Julieanna Smolinski was a little less coy about her Halloween plans, tweeting, "If you're handing out full-size candy bars today I definitely know a gal who puts out." Priorities, amirite?
For more great tweets from women, scroll through the list below. Then visit our Funniest Tweets From Women page for our past collections.
I keep reading the hashtag #WhyImVoting as #WhyImVomiting, every single time.
— Kayla (@perfectly_kayla) October 28, 2014
Kid #1 just told me he wants to go to college close to home. It was almost endearing then he admitted it was because of food. #trollchild
— Mikki Kendall (@Karnythia) October 28, 2014
I'm not basic, I'm just a bitch.
— Amy Odell (@amyodell) October 29, 2014
BREAKING: Instagram is down. Millions of women will finally get to eat a hot meal tonight.
— Gennefer Gross (@Gennefer) October 29, 2014
I don't have any candy, so if I get any trick or treaters this #Halloween, I'll just hand out bad advice.
— Alyssa WereWolff (@alyssawolff) October 29, 2014
My Halloween costume this year pic.twitter.com/xhvtcCJsgo
— Menstrual Betches (@MenstruaI) October 29, 2014
An 88 year old woman dressed as a nun sat next to me on my flight, she kept talking about God. She's really owning her Halloween character.
— Lauren Reeves (@laurenreeves) October 29, 2014
Coworker: Why didn't you decorate for Halloween?
Me: I did, see my cubicle has a corpse in it and is haunted by my dead aspirations.
— Ann Coultergeist (@OhNoSheTwitnt) October 29, 2014
Threw my back out from sleeping too hard
— Lena Dunham (@lenadunham) October 26, 2014
Today is sunny with a low of give-yourself-a-countdown-to-get-out-of-the-shower.
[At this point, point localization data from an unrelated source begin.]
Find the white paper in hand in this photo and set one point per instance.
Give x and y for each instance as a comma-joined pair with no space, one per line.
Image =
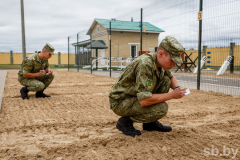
187,92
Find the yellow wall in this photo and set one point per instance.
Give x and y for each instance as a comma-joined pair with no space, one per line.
218,55
17,58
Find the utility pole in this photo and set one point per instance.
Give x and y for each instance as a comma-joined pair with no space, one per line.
23,32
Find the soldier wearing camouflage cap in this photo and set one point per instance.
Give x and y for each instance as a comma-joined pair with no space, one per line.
35,73
140,92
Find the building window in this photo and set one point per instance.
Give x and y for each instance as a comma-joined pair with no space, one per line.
133,51
98,28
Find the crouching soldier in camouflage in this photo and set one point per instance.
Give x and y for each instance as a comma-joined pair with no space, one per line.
140,92
35,74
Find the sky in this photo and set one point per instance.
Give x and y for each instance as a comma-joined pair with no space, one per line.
53,21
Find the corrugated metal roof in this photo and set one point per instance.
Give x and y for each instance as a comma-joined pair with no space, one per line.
97,44
127,25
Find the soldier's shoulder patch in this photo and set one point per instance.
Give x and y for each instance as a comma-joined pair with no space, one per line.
26,67
149,84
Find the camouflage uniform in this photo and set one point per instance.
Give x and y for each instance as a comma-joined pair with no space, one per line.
32,64
138,81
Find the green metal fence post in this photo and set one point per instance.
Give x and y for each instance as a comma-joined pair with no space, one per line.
11,57
68,53
141,34
199,44
204,53
78,53
59,58
91,49
110,43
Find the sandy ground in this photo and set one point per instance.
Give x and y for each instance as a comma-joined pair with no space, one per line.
76,123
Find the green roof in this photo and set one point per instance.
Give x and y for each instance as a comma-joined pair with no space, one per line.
128,25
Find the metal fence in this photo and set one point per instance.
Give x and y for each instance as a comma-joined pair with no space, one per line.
210,38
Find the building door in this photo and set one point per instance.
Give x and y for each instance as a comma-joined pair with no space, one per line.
133,51
102,56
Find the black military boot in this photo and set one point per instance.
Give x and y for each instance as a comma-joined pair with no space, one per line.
156,126
24,91
125,124
40,94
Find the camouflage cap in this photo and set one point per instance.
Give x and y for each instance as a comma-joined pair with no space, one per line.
50,48
173,47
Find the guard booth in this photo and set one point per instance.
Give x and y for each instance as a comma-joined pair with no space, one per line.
143,52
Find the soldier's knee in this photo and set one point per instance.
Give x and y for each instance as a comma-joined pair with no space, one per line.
161,110
51,76
40,86
167,81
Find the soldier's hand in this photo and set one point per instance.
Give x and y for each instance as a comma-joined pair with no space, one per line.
50,71
178,93
42,72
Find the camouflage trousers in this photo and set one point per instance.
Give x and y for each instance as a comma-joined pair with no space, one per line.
131,107
36,84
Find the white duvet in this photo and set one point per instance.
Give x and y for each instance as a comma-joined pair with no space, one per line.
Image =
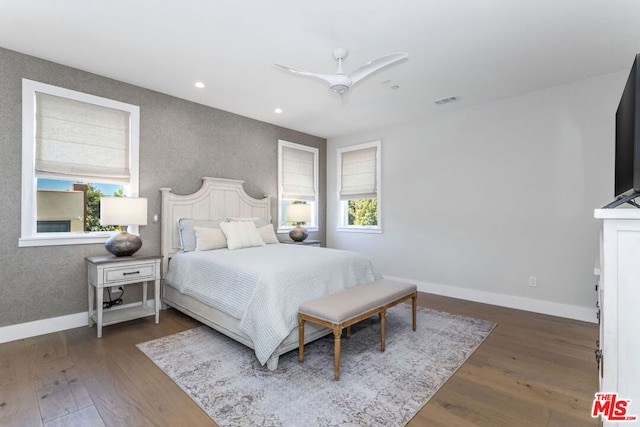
264,286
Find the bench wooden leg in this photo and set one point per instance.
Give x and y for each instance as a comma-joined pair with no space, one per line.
337,331
383,333
300,340
414,301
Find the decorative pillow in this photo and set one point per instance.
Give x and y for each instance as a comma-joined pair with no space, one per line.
259,222
188,235
241,234
209,238
268,234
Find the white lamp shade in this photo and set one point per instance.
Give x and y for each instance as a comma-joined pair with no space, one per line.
298,213
123,211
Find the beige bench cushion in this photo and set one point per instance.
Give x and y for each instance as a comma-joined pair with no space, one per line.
344,305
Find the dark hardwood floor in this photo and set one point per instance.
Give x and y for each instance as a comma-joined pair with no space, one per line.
533,370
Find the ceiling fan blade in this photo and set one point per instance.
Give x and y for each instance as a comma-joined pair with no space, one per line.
373,66
326,77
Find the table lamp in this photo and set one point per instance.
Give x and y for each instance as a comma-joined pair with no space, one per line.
298,213
123,211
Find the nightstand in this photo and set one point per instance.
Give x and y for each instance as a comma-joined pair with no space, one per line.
105,271
304,242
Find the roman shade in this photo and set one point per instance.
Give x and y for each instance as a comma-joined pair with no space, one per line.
358,174
298,174
80,139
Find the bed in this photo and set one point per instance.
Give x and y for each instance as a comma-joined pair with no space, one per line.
250,292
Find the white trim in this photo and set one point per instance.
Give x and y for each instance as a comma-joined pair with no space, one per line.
54,324
575,312
28,233
342,214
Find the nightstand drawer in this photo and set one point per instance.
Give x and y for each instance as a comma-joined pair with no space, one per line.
118,274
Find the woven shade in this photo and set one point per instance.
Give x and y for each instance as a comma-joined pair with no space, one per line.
359,178
298,174
80,139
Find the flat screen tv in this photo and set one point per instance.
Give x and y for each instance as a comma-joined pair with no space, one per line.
627,160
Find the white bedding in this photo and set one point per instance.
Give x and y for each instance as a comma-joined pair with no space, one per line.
264,286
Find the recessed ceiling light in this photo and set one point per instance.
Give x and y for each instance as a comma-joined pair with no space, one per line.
447,100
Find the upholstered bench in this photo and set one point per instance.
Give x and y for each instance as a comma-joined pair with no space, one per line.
344,308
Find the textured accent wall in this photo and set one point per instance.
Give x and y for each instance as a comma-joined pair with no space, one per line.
180,142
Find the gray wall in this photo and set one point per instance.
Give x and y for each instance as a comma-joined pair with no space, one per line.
180,142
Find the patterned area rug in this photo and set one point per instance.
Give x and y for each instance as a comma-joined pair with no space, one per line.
375,388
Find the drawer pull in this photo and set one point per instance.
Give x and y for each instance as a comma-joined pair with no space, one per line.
130,273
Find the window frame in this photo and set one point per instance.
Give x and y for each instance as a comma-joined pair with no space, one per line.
28,233
313,225
343,213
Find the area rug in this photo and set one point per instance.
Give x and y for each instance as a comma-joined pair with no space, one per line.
375,388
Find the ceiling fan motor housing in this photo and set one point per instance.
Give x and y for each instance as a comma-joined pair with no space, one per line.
339,88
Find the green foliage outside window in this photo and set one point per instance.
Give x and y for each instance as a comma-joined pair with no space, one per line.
93,209
363,212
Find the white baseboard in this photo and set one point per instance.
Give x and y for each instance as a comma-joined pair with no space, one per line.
54,324
575,312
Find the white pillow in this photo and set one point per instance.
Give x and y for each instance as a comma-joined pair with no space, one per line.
241,234
256,220
268,234
188,235
209,238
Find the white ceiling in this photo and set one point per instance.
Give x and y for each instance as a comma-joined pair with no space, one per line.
478,50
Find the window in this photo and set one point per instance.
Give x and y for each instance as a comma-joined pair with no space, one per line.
297,182
76,148
359,188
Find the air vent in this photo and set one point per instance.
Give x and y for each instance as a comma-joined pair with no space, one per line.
446,100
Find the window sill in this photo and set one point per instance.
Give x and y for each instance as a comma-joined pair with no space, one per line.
372,230
67,239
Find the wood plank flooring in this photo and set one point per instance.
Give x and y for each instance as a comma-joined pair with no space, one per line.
533,370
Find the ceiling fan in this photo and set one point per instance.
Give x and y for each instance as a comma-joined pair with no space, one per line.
341,82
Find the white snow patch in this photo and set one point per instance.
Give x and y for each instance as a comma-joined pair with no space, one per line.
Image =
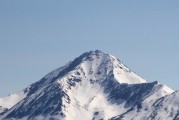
11,100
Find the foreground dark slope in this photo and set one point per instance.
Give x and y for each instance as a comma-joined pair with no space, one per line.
94,86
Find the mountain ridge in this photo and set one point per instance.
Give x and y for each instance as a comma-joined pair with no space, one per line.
94,85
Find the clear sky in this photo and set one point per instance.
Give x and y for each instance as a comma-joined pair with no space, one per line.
38,36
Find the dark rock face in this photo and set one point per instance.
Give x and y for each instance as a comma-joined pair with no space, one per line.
50,97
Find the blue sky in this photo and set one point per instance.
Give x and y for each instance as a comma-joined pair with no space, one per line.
38,36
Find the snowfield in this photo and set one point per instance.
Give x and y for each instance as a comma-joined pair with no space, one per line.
94,86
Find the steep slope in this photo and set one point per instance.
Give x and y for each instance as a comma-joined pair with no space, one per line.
93,86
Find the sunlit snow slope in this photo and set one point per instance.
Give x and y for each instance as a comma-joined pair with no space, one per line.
93,86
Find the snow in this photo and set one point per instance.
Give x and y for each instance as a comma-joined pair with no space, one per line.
11,100
123,74
84,96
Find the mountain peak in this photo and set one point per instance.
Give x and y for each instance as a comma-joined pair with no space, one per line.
93,86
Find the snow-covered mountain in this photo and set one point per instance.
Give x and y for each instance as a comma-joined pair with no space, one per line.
94,86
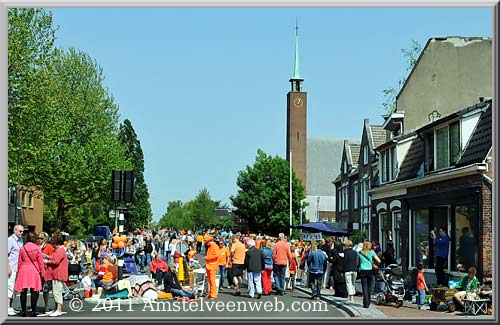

— Amanda Duberman (@AmandaDuberman) October 29, 2014
Shark Tank idea: Cardboard rectangle that goes in ur underwear called "CamelNo"
It's gonna be the next java jacket
— Sarah Silverman (@SarahKSilverman) October 28, 2014
i feel like there would be a lot less war and violence if we made free coffee a right
— lauren ashley bishop (@sbellelauren) October 29, 2014
You hold no power over me just for making me cum dude, I literally once came just from doing kegels while listening to Doin' It by LL Cool J
— Helena Bottom-Farter (@solikebasically) October 29, 2014
Just like where do I find the time between work, friends, family, plotting with other women to bring down innocent men? Can we have it all?!
— Gaby Dunn (@gabydunn) October 29, 2014
just took an uber to get fro yo
— Nikki Glaser (@NikkiGlaser) October 30, 2014
My wallet: What's the password?
Product or celebrity: Feminism.
(opens wallet, buys whatever they tell me to buy)
— Erin Gloria Ryan (@morninggloria) October 29, 2014
my make-a-wish is susan sarandon brushing my hair
— Rachel Kaplan (@rrkaplan) October 29, 2014
Wish people were as hype for Beef Stew as they are for Pumpkin Spice.
— Akilah Hughes (@AkilahObviously) October 30, 2014
One time I looked up from my phone in public and I ended up interacting with a bunch of people. Just a warning. It could happen to anyone.
— Lurk @ Home Mom (@LurkAtHomeMom) October 30, 2014
If refreshing your email were an effective strategy for writing success, I'd have a Pulitzer by now.
— lyz lenz (@lyzl) October 30, 2014
Kids don't usually come to my door but I REALLY LIKE giving out Halloween candy. Last year I stood on a street corner with bag from CVS.
— Mara Wilson (@MaraWritesStuff) October 31, 2014
If you're handing out full size candy bars today I definitely know a gal who puts out.
— Julieanne Smolinski (@BoobsRadley) October 31, 2014
Decorating my bathroom with discarded pregnancy test packages to create a spooktacular fright tonight for the guy I'm banging!!!
— Stephanie McMaster (@Smethanie) October 31, 2014
Don't forget this is the one day you can bleed on people
— Amaya Perea (@Amaya_Teresa) October 31, 2014
My perfect Halloween involves loads and loads of carbs. That's everyday, actually.
— Chanel (@chanelinezp) October 31, 2014
What about the girls who are a little bit more "all about the muffin top" than that bass? Who will write OUR anthem?